Première rédaction de cet article le 26 mai 2008


Le groupe de travail LTRU (Language Tag Registry Update) de l'IETF est très en retard dans son projet de normalisation des futures étiquettes de langue, ces courtes chaînes de caractères qui permettent d'indiquer la langue d'un document ou de préciser la langue qu'on souhaite utiliser sur Internet. Une des raisons de ce retard est le débat sans fin sur les « extlangs », ces mécanismes permettant de représenter le concept de « macrolangue » introduit par la norme ISO 639-3. En gros, l'égyptien doit-il se noter ar-arz ou bien arz ? Et le cantonais doit-il être zh-yue ou simplement yue ?

Dans la norme actuelle, le RFC 4646, les étiquettes de langue sont formées de plusieurs sous-étiquettes, chacune identifiant la langue, l'écriture ou le pays. Les sous-étiquettes qui identifient la langue sont tirées de ISO 639-1 ou ISO 639-2, normes qui placent toutes les langues sur un pied d'égalité.
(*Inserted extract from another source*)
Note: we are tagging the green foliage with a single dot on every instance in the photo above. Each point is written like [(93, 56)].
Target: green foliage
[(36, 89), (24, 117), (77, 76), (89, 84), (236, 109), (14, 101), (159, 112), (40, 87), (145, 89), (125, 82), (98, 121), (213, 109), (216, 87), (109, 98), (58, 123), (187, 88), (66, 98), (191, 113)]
Mais le monde des langues humaines est complexe. La définition traditionnelle d'une langue est le critère de compréhension mutuelle. Si différents que puissent être les accents, le vocabulaire et l'orthographe, l'anglais d'Australie peut être compris par un irlandais (parfois avec effort). C'est donc la même langue, dont la sous-étiquette est en. De même, si proches que soient le français et le catalan, par leur origine commune, deux locuteurs de ces deux langues ne peuvent pas se comprendre. Il s'agit donc bien de deux langues distinctes, dont les sous-étiquettes sont fr et ca.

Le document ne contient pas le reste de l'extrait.